O cientista político Leonardo Barreto, da Universidade de Brasília (UnB), observa que os anos eleitorais são normalmente mais curtos para o Legislativo, já que os políticos estão voltados para suas bases e perdem o interesse em projetos nacionais. Mas em 2006 os resultados são piores em decorrência da crise política e do monopólio das CPIs sobre a agenda legislativa:

¿ O Congresso esteve movimentado, mas o que predominou foi a disputa para antecipar a batalha eleitoral. Houve uma polarização entre governo e oposição fora do comum para os padrões do Legislativo.

A antecipação e o acirramento da disputa eleitoral, na visão de Barreto, geraram uma crise aguda de governabilidade, impedindo qualquer conciliação para a construção de uma agenda de projetos suprapartidária.

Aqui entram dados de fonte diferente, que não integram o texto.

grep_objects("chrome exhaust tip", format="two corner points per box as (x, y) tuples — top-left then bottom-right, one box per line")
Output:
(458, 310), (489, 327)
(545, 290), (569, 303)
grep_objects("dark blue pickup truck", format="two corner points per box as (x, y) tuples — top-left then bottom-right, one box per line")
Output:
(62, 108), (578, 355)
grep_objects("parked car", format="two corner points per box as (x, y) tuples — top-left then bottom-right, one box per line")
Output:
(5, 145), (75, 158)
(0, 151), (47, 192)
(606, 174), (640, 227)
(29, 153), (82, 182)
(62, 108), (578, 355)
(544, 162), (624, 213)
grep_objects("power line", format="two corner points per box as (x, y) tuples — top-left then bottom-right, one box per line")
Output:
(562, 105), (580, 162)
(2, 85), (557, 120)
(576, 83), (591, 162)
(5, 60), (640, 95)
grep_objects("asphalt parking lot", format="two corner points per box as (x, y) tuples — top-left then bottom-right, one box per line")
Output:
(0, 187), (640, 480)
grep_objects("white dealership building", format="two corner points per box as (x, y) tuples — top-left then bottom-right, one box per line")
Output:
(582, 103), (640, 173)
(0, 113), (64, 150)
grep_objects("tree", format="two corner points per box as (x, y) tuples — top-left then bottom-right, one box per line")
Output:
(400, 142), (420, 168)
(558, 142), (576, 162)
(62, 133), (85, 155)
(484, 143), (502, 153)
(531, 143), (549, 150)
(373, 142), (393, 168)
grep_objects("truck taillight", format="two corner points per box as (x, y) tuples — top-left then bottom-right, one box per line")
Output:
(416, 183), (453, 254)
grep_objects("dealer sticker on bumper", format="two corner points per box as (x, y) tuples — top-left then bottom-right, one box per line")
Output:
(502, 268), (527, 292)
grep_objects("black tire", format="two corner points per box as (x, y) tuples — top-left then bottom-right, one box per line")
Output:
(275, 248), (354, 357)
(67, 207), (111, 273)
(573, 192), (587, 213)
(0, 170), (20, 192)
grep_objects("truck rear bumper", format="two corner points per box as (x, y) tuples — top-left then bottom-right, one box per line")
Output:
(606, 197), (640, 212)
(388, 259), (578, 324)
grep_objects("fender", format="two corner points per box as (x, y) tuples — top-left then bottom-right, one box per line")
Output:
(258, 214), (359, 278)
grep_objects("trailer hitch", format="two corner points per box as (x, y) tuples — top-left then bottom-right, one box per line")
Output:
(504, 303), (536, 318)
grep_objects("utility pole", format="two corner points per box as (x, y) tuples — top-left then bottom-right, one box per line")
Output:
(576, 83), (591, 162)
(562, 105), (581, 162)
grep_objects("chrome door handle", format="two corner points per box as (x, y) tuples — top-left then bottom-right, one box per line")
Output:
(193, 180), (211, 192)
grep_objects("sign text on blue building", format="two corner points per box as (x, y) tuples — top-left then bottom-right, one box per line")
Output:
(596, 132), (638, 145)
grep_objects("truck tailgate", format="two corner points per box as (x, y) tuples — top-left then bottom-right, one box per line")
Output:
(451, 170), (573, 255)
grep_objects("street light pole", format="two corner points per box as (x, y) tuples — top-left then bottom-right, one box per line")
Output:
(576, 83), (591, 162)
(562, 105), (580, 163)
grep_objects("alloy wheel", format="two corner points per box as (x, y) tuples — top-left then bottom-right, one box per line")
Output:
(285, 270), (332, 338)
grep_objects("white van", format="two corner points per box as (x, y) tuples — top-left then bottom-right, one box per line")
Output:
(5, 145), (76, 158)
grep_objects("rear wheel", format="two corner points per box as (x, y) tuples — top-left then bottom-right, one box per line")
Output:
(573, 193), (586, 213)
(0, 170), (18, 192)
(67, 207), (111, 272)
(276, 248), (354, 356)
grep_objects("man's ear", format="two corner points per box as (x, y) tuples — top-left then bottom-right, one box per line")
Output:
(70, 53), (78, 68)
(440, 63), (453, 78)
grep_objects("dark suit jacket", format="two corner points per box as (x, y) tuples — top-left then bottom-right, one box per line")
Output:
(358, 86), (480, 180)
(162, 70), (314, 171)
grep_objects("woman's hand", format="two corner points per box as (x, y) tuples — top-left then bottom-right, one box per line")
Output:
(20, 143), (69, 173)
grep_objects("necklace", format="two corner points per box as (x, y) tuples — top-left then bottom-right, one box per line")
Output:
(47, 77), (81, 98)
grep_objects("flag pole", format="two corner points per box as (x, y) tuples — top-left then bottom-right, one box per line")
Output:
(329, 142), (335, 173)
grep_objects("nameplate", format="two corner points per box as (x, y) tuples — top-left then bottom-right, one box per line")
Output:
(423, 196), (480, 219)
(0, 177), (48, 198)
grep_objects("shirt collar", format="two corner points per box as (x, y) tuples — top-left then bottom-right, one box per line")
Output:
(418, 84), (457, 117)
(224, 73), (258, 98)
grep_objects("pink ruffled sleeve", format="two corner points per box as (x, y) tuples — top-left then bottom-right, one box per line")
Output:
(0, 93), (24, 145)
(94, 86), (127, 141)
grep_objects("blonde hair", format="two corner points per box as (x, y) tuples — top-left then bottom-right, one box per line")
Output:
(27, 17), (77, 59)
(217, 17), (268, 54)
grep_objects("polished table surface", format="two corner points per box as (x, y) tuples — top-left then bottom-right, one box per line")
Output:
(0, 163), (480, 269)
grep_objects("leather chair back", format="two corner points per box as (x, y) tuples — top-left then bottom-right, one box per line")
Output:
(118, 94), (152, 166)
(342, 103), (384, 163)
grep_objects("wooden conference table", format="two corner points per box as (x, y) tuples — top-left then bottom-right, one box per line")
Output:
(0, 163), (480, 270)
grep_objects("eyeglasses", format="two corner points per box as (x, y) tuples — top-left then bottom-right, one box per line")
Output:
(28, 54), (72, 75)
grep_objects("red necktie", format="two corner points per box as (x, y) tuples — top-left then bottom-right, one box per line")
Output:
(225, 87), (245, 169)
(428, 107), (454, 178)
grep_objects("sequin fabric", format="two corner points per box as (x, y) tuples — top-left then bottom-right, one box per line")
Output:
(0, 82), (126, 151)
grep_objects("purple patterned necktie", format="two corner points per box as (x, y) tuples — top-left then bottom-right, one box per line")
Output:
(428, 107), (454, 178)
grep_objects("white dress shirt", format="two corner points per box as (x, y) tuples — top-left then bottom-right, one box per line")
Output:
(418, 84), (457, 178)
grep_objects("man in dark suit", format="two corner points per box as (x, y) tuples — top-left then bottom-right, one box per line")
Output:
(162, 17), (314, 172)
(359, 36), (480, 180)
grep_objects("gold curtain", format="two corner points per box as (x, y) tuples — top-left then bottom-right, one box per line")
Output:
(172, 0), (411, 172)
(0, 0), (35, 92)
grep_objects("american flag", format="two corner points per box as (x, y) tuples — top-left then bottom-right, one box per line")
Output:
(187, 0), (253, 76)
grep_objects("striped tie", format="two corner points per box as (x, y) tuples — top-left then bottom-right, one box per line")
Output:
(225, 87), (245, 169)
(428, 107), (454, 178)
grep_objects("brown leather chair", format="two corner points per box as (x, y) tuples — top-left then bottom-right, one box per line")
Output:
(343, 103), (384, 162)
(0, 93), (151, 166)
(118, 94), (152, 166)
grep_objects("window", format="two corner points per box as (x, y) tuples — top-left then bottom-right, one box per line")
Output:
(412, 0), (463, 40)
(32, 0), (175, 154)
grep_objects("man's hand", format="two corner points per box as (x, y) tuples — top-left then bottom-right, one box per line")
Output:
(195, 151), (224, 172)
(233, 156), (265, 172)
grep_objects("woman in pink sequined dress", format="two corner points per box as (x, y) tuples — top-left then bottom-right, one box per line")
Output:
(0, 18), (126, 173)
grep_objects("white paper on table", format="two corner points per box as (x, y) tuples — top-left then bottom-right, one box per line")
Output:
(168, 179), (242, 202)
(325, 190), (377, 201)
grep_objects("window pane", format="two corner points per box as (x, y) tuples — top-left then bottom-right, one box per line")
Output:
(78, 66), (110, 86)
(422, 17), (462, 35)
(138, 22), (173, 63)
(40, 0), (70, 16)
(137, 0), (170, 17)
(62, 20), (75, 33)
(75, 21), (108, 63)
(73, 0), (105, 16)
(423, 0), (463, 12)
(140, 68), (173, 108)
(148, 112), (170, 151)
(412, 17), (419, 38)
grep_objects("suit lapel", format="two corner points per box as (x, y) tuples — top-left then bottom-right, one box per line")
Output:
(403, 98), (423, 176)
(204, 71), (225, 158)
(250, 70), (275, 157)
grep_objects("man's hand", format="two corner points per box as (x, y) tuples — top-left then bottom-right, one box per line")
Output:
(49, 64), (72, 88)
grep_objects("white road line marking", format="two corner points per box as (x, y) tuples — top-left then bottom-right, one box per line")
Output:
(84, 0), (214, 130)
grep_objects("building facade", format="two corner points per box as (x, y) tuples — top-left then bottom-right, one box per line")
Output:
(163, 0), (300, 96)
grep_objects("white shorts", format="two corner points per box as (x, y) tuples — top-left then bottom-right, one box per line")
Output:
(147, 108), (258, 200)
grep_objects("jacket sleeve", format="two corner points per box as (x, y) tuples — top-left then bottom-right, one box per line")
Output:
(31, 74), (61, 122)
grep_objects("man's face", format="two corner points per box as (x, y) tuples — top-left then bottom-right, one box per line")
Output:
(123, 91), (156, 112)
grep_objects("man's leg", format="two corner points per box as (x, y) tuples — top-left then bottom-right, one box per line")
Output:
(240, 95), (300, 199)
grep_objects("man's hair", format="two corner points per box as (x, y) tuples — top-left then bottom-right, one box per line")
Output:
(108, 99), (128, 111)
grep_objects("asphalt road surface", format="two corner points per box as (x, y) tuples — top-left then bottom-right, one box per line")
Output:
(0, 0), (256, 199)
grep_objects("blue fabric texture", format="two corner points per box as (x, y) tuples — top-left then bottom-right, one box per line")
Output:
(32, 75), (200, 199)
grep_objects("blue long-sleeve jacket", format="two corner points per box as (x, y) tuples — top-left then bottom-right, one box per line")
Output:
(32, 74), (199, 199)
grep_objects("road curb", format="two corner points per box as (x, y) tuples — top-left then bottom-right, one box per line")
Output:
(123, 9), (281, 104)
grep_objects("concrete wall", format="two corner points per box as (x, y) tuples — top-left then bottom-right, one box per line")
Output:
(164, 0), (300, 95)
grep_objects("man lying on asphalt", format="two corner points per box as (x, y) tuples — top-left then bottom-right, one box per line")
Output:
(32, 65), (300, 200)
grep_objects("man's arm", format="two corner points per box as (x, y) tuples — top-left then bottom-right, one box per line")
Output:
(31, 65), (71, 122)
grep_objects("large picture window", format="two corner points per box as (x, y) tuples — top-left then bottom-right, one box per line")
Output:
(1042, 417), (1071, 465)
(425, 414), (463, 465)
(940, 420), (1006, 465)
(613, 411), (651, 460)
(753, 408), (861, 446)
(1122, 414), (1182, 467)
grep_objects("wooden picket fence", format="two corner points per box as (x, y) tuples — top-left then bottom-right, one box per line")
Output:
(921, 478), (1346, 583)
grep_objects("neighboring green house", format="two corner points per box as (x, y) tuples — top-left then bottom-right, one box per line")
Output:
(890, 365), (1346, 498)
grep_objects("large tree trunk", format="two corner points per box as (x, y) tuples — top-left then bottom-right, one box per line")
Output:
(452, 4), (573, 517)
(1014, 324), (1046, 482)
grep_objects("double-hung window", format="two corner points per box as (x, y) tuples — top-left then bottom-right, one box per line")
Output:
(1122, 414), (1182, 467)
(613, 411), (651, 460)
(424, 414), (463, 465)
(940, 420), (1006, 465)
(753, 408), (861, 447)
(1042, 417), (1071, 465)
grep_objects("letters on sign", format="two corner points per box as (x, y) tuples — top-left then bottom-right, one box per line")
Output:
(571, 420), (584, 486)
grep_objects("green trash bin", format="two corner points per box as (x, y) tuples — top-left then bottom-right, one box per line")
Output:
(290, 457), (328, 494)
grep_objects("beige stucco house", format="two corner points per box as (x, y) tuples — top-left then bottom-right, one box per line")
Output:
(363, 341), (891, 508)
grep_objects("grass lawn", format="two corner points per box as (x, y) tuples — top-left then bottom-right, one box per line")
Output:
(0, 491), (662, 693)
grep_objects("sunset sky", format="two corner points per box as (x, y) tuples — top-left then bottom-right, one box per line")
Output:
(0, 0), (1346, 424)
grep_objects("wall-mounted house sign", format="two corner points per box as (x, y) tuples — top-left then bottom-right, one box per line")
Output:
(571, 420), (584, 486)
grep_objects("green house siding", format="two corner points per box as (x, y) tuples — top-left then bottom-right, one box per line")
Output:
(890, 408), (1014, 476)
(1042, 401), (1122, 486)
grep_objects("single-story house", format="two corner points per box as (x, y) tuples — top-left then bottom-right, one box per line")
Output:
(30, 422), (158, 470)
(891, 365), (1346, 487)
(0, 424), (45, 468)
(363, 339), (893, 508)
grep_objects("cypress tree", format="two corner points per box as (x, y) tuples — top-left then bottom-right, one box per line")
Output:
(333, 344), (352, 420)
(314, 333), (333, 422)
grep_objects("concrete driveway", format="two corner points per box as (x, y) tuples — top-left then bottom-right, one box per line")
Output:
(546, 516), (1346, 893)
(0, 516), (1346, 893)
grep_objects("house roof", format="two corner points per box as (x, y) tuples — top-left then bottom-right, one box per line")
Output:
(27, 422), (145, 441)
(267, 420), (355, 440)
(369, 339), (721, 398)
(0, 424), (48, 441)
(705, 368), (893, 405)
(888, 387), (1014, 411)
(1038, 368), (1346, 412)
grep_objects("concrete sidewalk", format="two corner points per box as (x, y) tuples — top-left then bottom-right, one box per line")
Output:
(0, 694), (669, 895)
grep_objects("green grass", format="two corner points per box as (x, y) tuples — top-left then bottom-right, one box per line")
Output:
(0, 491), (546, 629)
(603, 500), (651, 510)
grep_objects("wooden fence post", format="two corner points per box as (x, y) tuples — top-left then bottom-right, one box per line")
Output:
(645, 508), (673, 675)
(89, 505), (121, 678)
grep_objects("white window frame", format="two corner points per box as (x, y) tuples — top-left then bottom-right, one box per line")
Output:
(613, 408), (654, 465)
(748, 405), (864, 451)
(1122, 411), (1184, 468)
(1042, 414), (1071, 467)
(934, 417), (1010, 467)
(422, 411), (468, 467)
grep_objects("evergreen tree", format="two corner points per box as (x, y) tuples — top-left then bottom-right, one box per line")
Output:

O presidente do Congresso, Renan Calheiros (PMDB-AL), reunirá os líderes da Câmara e do Senado na terça-feira para uma última tentativa de acordo que permita desobstruir a pauta trancada por MPs e projetos de lei com regime de urgência, mas o próprio governo não demonstra muito interesse em avançar nas votações, já que tem pela frente mais duas armadilhas à sua espera, criadas pela oposição.

MPs são armadilhas para o governo

Na Câmara, está em discussão a MP 291, que autorizou o reajuste de 5% para os aposentados que recebem acima de um salário-mínimo. A oposição já se prepara para aprovar uma emenda e corrigir as aposentadorias pelo mesmo percentual do piso (16,67%), forçando o presidente Lula a vetar o reajuste para não ampliar ainda mais o déficit da Previdência.

No Senado é a MP 288 que obstrui a pauta de votações, com outras quatro medidas. Ela reajustou o mínimo em 16,67%, mas recebeu uma emenda aprovada na Câmara que estende esse reajuste para todas as aposentadorias. Assim, o presidente Lula terá que vetar mais uma vez o reajuste maior para os aposentados, o que será largamente explorado na campanha eleitoral.

Com tanta confusão política e os parlamentares em ritmo de campanha eleitoral, só está mesmo garantida a votação da Lei de Diretrizes Orçamentárias (LDO), que estabelece as regras para a elaboração do Orçamento de 2007. Sem que a lei seja aprovada, o Congresso não pode entrar oficialmente em recesso.